These 8 key categories will teach you how to spot the best toys for language learning and getting cognitive wheels turning!
Go Old School
The classics are classic for a reason! Baby’s first Christmas? Check out these Uncle Goose classic blocks. Second time around, upgrade to these awesome Hape blocks. Maybe you’re kiddo is a bit older and ready for Legos.
My favorite toy ever is a shape sorter. Any shape sorter. Check out this First Shape Sorter for a newbie, or more challenging ones like this. More complex puzzles or toys that require building and use of size/matching concepts (like putting together train tracks) are perfect for creative minds.
No Batteries Required
Batteries are a hassle regardless, so simplify your child’s toys because simple can be better. Sounds and lights can be distracting, and take away from the language rich environment that you could be providing for your child during play. When you have your child’s full attention, you are optimizing a learning moment.
More words, less letters
Young children should be more focused on word learning and language development, rather than identifying, writing, and saying letters. Sure, we sing ABC’s for fun, but actual letter and number learning is more of a pre-school concept. So for the toddler, keep it simple and bombard them with strong vocabulary and language to enhance their development. Tell stories, sing songs, and really wait for your child to respond.
Forget Gender Toys
Why can’t a boy have a baby doll? Research has been done since the 1970’s showing what gender specific toys do for our children’s minds. The result, “girls toys” helped develop communication skills and emotional literacy, while “boys toys” encouraged more technical knowledge. Give your child the best of both worlds!
Using pictures and book reading can always boost your child’s language and word learning. Choose books that have vivid vocabulary and opportunities for you to ask questions during reading. Take book reading to the next level, with new books this holiday season. Check out our recommended book list for ideas.

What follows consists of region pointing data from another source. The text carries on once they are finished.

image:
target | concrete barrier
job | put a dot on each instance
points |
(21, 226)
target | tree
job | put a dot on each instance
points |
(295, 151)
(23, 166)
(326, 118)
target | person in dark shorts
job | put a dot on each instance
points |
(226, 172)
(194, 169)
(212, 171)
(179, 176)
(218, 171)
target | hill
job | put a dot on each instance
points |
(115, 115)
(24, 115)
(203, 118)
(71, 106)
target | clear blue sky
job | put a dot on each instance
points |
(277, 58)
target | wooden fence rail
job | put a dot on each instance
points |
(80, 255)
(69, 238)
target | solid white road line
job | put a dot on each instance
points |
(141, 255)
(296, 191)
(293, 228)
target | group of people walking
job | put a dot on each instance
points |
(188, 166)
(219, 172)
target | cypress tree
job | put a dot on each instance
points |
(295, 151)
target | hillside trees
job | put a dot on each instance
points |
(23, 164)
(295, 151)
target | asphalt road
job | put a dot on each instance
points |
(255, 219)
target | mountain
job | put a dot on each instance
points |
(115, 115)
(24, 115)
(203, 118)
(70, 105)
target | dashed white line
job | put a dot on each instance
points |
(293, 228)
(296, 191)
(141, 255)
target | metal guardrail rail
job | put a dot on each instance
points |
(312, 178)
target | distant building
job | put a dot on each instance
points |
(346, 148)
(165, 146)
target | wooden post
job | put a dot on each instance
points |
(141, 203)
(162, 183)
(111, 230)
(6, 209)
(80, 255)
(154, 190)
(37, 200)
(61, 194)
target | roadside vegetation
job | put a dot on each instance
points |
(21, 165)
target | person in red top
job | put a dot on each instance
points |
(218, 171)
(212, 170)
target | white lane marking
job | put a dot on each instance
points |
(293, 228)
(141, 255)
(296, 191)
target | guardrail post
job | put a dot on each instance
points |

On a budget this holiday? Sometimes the best “toys” are not toys at all. Children can learn and use pretend play using real adult items. For instance, an old set of pots and pans for pretend cooking, or head to the dollar store for some cheaper cooking or cleaning items, or set up for a tea party. Basic stationary and office items like envelopes, post-its, and paper bags can also make for great craft projects, like puppets.
If you haven’t heard about toy rotation, get on board. It’s a great way to use and reuse old toys, or swap with friends to give your child a new experience and an opportunity to build a new set of skills.
Less is More
Remember, that when it comes to the tangibles, less is more. The best learning opportunities happen when you are present as a parent. So get outside, get playing, pretend, read, and spend quality time with your kiddo, that you’ll never regret.